Au sortir de ses études, jeune et encore célibataire, sans attaches, Anders Hvidegaard décide de tenter sa chance au Groenland pour une année en tant qu’instituteur. Dans un ultime échange avec ses parents, on comprend que l’idée de reprendre la ferme familiale ne le séduit pas, même si c’était la tradition depuis huit générations. Son dossier est bon et les candidats ne se bousculent pas. La dame du rectorat danois lui dit, tout sourire, qu’il a toutes les chances d’obtenir un poste dans la capitale Nuuk, où la vie « est la même qu’ici, avec tous les éléments du confort habituel ». Mais Anders se sent prêt à tenter l’aventure de sa vie. Il choisit donc un village reculé, 80 habitants sur la côte est, à Tiniteqilaaq. Lorsqu’il demande à cette même personne s’il doit se former et apprendre à parler le groenlandais, la réponse offusquée de la dame fuse : « surtout pas ! et je sais de quoi je parle, j’ai vécu dix ans là-bas ».
A partir de cette scène, le ton est donné. On tient le cœur du sujet, moment de vie initiatique pour le jeune enseignant mais surtout confrontation de cultures. Si l’accueil est plutôt souriant de prime abord, le contact entre les autochtones et le jeune premier s’avère vite pollué par les sous-entendus.
Anders est plein de bonne volonté et fait preuve d’angélisme, ce qui prouve surtout sa jeunesse et son manque d’expérience. Malgré lui, il est porteur de stéréotypes citadins et très danois qui le font se comporter avec ce qui est interprété comme du dédain par les habitants. Il faut dire que le choc est rude : pas d’eau courante, pas d’électricité et si le chauffage vient à tomber en panne, il y a de quoi se sentir mal. De l’autre côté, la tentation de la méfiance est forte chez ceux qui ont été longtemps colonisés par le Danemark et qui vivent les moindres remarques comme du mépris ou des restes d’humiliation, loin d’être apaisés. Ce qui explique que les Inuits parlent leur langue, parlent de lui et devant lui avec des propos qu’il devine peu amènes.

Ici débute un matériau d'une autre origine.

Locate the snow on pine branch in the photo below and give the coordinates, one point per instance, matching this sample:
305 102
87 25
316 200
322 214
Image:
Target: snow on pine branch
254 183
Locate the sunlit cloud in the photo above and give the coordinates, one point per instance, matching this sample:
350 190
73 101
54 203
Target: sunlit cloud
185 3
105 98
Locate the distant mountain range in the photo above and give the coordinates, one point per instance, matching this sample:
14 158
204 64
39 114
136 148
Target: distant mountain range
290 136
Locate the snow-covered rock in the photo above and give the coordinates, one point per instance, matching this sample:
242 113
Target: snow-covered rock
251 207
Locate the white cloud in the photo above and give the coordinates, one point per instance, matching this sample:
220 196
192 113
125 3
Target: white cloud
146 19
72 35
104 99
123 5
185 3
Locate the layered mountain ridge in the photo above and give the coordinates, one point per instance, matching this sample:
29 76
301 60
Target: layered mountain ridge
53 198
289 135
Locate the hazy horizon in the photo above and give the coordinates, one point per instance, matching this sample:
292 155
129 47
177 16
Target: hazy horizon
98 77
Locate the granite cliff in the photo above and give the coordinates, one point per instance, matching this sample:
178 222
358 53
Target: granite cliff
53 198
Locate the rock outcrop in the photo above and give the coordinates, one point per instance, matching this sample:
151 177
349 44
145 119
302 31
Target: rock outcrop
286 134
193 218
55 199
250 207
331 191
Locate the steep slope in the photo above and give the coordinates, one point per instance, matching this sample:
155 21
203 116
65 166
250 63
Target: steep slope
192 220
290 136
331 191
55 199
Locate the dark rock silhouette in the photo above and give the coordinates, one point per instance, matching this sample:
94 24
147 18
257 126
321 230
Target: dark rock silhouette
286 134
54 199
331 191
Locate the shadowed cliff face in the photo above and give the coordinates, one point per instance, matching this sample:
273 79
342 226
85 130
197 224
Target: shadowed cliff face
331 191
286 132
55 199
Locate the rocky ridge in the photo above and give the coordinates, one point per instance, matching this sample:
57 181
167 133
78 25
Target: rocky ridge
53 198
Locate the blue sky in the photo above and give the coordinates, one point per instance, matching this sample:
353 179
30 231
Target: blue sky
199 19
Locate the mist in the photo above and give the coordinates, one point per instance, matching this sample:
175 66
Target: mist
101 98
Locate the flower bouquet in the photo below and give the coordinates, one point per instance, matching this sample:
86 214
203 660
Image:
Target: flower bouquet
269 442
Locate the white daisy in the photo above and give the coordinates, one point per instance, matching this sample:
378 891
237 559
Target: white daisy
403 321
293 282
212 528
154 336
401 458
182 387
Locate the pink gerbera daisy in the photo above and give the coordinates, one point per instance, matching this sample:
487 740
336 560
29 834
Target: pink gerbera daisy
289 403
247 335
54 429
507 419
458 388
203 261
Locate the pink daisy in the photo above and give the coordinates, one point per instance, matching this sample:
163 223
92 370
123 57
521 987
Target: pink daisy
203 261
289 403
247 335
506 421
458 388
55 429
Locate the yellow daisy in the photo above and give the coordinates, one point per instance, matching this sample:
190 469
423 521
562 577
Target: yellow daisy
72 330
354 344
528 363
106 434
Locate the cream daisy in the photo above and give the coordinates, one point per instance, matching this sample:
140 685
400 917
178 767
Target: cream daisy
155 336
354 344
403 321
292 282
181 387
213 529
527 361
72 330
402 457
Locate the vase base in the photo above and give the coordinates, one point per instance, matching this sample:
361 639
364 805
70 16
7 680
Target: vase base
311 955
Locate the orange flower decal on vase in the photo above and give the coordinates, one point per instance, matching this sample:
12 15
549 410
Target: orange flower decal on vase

Le chemin effectué de part et d’autre pour se comprendre et s’apprécier est donc le thème majeur. Ce qui n’exclut pas des images d’une beauté à couper le souffle. Mais avant tout, ce qui importe à Collardey c’est la capacité qu’ont les hommes à abolir les préjugés et les différences en soulignant bien qu’une confiance réciproque ça se construit et ça se mérite.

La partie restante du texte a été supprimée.